Texas wants to charge systems admins with hacking

US court in texas

US court in texas

Systems administrators in Texas could suddenly find themselves locked up if case law accepts a recent decision by 12 Texas jurors.

Sys Admin Michael Thomas, 37 was found guilty under the Computer Fraud and Abuse Act, a verdict with a maximum sentence of 10 years in prison and up to $250,000 in restitution.  What the court heard though was that Thomas had deleted files before leaving his job at the auto dealership software firm ClickMotive in 2011.

According to Wired the prosecution presented evidence that Thomas intentionally harmed ClickMotive by combing through executives’ email, tampering with the network’s error-alert system, and changing authentication settings that disabled the company’s VPN for remote employees. He also deleted 615 backup files and some pages of an internal wiki.

However Thomas’ lawyer Tor Ekeland has pointed out, that was Thomas’s job. He added that Thomas wasn’t charged with the usual CFAA violation of “unauthorized access” or “exceeding authorized access,” but rather “unauthorised damages.” Ekeland said that the law is “dangerous for anyone working in the IT industry. If you get in a dispute with your employer, and you delete something even in the routine course of your work, you can be charged with a felony.”

ClickMotive, which was later acquired by the larger auto dealership software firm DealerTrack, claims that those changes caused $140,000 in damages as they struggled to determine the extent of Thomas’s tampering.

The prosecutor claimed that Thomas wanted to harm ClickMotive as revenge after two of his fellow IT staffers were laid off.
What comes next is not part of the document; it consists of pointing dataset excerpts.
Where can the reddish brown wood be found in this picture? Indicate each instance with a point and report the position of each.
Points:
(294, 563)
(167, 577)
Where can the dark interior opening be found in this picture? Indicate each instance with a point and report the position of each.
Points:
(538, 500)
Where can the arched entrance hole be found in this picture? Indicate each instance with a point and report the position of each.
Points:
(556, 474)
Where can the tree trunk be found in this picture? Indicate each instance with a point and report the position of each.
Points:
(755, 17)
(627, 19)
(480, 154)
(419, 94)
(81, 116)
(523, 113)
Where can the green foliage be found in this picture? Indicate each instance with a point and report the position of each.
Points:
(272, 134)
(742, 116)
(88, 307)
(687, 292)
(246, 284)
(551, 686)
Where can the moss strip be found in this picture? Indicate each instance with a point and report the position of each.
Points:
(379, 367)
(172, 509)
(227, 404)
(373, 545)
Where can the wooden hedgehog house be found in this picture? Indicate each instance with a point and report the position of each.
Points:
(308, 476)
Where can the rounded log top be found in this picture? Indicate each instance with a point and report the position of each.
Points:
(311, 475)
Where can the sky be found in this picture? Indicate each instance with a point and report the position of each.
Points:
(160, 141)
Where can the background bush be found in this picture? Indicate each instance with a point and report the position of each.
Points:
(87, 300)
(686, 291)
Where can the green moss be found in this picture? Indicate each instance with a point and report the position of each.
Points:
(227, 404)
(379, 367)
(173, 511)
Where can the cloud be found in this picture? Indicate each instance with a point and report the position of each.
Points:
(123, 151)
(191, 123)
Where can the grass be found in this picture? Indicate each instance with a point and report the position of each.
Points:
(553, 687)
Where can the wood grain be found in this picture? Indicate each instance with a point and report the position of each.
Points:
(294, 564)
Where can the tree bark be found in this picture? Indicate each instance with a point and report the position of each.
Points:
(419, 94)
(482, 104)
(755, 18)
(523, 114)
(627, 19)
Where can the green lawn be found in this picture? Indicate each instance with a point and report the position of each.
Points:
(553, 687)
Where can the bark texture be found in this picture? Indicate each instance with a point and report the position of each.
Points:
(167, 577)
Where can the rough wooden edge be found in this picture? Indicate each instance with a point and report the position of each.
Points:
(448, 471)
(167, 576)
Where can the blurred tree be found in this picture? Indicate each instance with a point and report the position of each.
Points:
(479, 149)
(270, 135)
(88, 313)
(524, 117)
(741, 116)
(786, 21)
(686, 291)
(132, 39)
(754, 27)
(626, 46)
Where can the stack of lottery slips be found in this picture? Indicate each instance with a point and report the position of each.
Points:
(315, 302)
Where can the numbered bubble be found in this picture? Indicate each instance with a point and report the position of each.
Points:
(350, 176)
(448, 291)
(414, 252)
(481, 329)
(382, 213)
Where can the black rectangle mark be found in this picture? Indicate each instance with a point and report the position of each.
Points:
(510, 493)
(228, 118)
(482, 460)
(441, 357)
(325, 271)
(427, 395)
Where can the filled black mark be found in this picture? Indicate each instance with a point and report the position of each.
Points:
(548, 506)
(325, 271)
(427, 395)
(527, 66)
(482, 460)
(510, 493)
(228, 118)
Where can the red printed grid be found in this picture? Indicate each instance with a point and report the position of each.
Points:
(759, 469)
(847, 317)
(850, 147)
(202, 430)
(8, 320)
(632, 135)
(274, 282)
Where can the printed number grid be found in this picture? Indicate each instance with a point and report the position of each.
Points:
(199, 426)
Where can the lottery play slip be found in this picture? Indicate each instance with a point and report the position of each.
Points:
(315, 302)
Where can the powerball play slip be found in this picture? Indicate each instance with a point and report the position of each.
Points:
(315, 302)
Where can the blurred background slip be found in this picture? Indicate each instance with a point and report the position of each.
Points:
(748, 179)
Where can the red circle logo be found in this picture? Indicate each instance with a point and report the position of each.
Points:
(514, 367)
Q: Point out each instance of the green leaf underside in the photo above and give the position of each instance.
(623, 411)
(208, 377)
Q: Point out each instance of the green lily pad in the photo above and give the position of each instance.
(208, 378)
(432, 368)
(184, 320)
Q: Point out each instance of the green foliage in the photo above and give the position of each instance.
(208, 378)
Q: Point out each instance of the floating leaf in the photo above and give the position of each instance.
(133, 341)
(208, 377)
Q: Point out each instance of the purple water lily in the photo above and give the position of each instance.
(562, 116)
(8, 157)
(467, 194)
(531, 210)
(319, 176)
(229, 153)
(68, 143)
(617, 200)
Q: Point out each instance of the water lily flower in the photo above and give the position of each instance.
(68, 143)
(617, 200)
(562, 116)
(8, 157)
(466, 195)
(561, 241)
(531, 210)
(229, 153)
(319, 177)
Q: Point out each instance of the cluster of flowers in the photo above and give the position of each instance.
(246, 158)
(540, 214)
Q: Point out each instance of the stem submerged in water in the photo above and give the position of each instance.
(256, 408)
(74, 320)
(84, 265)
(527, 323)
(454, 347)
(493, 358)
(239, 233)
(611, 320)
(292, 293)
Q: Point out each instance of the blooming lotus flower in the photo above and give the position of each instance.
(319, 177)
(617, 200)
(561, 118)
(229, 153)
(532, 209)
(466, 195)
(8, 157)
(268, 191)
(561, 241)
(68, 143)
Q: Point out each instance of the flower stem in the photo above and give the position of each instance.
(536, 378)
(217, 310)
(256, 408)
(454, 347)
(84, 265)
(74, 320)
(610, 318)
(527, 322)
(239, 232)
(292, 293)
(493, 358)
However as his defense pointed out seems to have at least stopped far short of maximizing the amount of damage he could do.

Thomas went into the company’s offices the weekend before he quit—just days after those layoffs—to help defend the company against a denial-of-service attack on its website and to repair a cascading power outage problem.

Those 615 backup files he deleted were all replicated elsewhere on the network. There was not a single communication produced at trial, a single written document that showed he wasn’t authorized to do what he did, claimed Ekeland.

All it took was your boss to say ‘that wasn’t authorized,’ you violated an unwritten policy, and bang, you’re hit with a felony.”

The Electronic Frontier Foundation attorney Nate Cardozo points to the prosecution as a dangerous use of the law, and one that should have been settled with a civil lawsuit.

Thomas’s defence team says they plan to ask the judge in the trial to overrule the jury under a Rule 29 motion, and if that fails, to seek an appeal.